THA Education Secretary Zorisha Hackett. Photo courtesy THA
THA Education Secretary Zorisha Hackett. Photo courtesy THA

BUREAUCRACY is to blame for the breakdown in the school repair programme, says THA Secretary of Education, Research and Technology Zorisha Hackett.

Hackett spoke during Wednesday’s Tobago Updates morning programme.

She said one of her goals as secretary was to ensure that on the first day of each school term, all staff and students return to their classes in a safe environment – “one that is visibly pleasing, one that promotes learning, one where you feel comfortable, and you feel engaged enough to want to produce.”

Hackett said this has been her driving force since becoming secretary of the division.

Two schools in Tobago – Scarborough Secondary and Speyside Secondary – did not open on Monday owing to a need for repairs. Speyside reopened on Tuesday but the former is expected to reopen on September 12.

Hackett said there is a mould issue to be addressed at St Andrew's Anglican Primary School and a lighting problem at Parlatuvier Anglican Primary School.

Last week, Hackett said repairs at schools had been classified as high, medium and low priority. Only high-priority repairs would affect the reopening of schools.

Hackett said on Wednesday that Executive Council minutes before July 8 addressed the need for school repairs.

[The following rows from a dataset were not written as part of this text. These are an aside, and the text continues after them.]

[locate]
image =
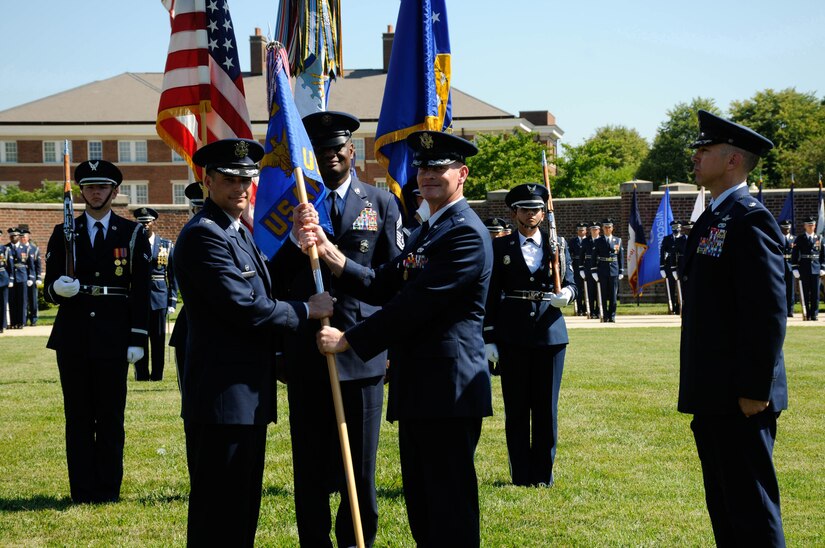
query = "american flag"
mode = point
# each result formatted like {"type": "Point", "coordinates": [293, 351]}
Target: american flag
{"type": "Point", "coordinates": [203, 75]}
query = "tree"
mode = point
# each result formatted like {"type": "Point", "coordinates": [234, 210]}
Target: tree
{"type": "Point", "coordinates": [789, 119]}
{"type": "Point", "coordinates": [503, 161]}
{"type": "Point", "coordinates": [669, 157]}
{"type": "Point", "coordinates": [599, 165]}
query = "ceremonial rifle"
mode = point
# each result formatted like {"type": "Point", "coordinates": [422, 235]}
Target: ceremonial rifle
{"type": "Point", "coordinates": [551, 221]}
{"type": "Point", "coordinates": [68, 211]}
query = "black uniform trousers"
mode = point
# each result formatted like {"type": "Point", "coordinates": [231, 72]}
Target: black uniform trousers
{"type": "Point", "coordinates": [610, 293]}
{"type": "Point", "coordinates": [94, 403]}
{"type": "Point", "coordinates": [226, 480]}
{"type": "Point", "coordinates": [156, 342]}
{"type": "Point", "coordinates": [530, 381]}
{"type": "Point", "coordinates": [317, 461]}
{"type": "Point", "coordinates": [439, 478]}
{"type": "Point", "coordinates": [741, 489]}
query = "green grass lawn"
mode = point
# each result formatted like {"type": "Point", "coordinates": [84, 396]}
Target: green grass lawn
{"type": "Point", "coordinates": [626, 470]}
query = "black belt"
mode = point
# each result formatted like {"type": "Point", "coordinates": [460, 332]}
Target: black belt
{"type": "Point", "coordinates": [529, 295]}
{"type": "Point", "coordinates": [102, 290]}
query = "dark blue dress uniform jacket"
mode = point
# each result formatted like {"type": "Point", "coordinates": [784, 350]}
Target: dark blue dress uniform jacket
{"type": "Point", "coordinates": [521, 321]}
{"type": "Point", "coordinates": [733, 280]}
{"type": "Point", "coordinates": [228, 375]}
{"type": "Point", "coordinates": [100, 326]}
{"type": "Point", "coordinates": [434, 295]}
{"type": "Point", "coordinates": [360, 245]}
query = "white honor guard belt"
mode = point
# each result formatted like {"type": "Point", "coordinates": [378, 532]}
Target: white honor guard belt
{"type": "Point", "coordinates": [102, 290]}
{"type": "Point", "coordinates": [529, 295]}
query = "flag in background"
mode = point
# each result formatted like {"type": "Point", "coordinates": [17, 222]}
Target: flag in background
{"type": "Point", "coordinates": [698, 206]}
{"type": "Point", "coordinates": [310, 30]}
{"type": "Point", "coordinates": [202, 78]}
{"type": "Point", "coordinates": [417, 92]}
{"type": "Point", "coordinates": [649, 267]}
{"type": "Point", "coordinates": [636, 245]}
{"type": "Point", "coordinates": [287, 146]}
{"type": "Point", "coordinates": [788, 209]}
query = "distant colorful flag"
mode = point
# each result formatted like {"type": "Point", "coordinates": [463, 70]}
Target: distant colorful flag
{"type": "Point", "coordinates": [311, 32]}
{"type": "Point", "coordinates": [287, 146]}
{"type": "Point", "coordinates": [202, 78]}
{"type": "Point", "coordinates": [699, 205]}
{"type": "Point", "coordinates": [417, 92]}
{"type": "Point", "coordinates": [636, 245]}
{"type": "Point", "coordinates": [649, 267]}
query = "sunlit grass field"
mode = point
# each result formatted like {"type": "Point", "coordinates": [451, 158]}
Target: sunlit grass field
{"type": "Point", "coordinates": [626, 471]}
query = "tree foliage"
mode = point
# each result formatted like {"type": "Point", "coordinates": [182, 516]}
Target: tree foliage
{"type": "Point", "coordinates": [670, 154]}
{"type": "Point", "coordinates": [599, 165]}
{"type": "Point", "coordinates": [503, 161]}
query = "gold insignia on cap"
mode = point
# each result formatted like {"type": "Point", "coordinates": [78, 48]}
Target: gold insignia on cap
{"type": "Point", "coordinates": [241, 149]}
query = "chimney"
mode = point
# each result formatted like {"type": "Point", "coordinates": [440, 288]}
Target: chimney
{"type": "Point", "coordinates": [388, 38]}
{"type": "Point", "coordinates": [257, 53]}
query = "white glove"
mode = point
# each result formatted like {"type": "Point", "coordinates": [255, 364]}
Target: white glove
{"type": "Point", "coordinates": [134, 353]}
{"type": "Point", "coordinates": [492, 352]}
{"type": "Point", "coordinates": [562, 298]}
{"type": "Point", "coordinates": [66, 287]}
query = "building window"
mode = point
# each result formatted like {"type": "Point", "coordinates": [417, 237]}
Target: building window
{"type": "Point", "coordinates": [95, 150]}
{"type": "Point", "coordinates": [8, 152]}
{"type": "Point", "coordinates": [53, 152]}
{"type": "Point", "coordinates": [179, 193]}
{"type": "Point", "coordinates": [138, 193]}
{"type": "Point", "coordinates": [131, 151]}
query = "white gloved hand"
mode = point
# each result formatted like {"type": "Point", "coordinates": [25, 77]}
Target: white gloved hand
{"type": "Point", "coordinates": [492, 352]}
{"type": "Point", "coordinates": [134, 353]}
{"type": "Point", "coordinates": [66, 287]}
{"type": "Point", "coordinates": [562, 298]}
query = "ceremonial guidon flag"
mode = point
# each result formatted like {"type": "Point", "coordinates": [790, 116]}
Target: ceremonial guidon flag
{"type": "Point", "coordinates": [636, 245]}
{"type": "Point", "coordinates": [202, 80]}
{"type": "Point", "coordinates": [649, 266]}
{"type": "Point", "coordinates": [417, 92]}
{"type": "Point", "coordinates": [310, 30]}
{"type": "Point", "coordinates": [287, 146]}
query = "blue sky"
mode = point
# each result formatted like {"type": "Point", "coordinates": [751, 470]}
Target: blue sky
{"type": "Point", "coordinates": [591, 62]}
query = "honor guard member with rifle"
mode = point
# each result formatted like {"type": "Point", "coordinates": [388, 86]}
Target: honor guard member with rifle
{"type": "Point", "coordinates": [586, 272]}
{"type": "Point", "coordinates": [525, 332]}
{"type": "Point", "coordinates": [32, 285]}
{"type": "Point", "coordinates": [808, 263]}
{"type": "Point", "coordinates": [163, 297]}
{"type": "Point", "coordinates": [433, 297]}
{"type": "Point", "coordinates": [670, 259]}
{"type": "Point", "coordinates": [787, 251]}
{"type": "Point", "coordinates": [575, 246]}
{"type": "Point", "coordinates": [607, 269]}
{"type": "Point", "coordinates": [732, 376]}
{"type": "Point", "coordinates": [22, 275]}
{"type": "Point", "coordinates": [228, 377]}
{"type": "Point", "coordinates": [368, 231]}
{"type": "Point", "coordinates": [99, 330]}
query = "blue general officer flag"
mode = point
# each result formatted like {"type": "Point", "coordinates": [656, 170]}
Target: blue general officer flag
{"type": "Point", "coordinates": [417, 92]}
{"type": "Point", "coordinates": [287, 146]}
{"type": "Point", "coordinates": [649, 267]}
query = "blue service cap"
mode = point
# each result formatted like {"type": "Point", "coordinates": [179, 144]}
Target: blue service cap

“We had a clear plan, clear deadlines, and the breakdown just came with that bureaucratic process of pushing the paperwork up and out. Therefore, we had systems where staff would pass information on to administrator. This information would have to be signed off on, secretary of course is informed of the process, and then it goes back down and out.”

She said when she noticed the challenges, she wrote to the Chief Secretary, who then wrote to the Chief Administrator, who wrote to the division’s administrator. She said this continued until the first week of August, when the Executive Council met and approved a minute for emergency repair work, which was done by sole select tendering.

She said she is mindful that more challenges will be highlighted in the first and second week of school, but “responding to the challenge is what is going to make the difference.”

She added, “The face of the division is its secretary, and so the secretary has to stand up and take on that leadership role in the way she can. I am going to be me. If persons have a difficulty, a challenge issue, they will have to grow used to it or used to me – I am not going to change who I am.”

She said one way for her "to definitely shut the noise down, just as I did on 25th of January and on the 6th of December (the past two THA elections) is to deliver.

"When I start to deliver, I hope these same critics can be objective enough and true to themselves and say, 'Look, she is delivering.'

"But you don’t hear them when the deliveries are had, you don’t.”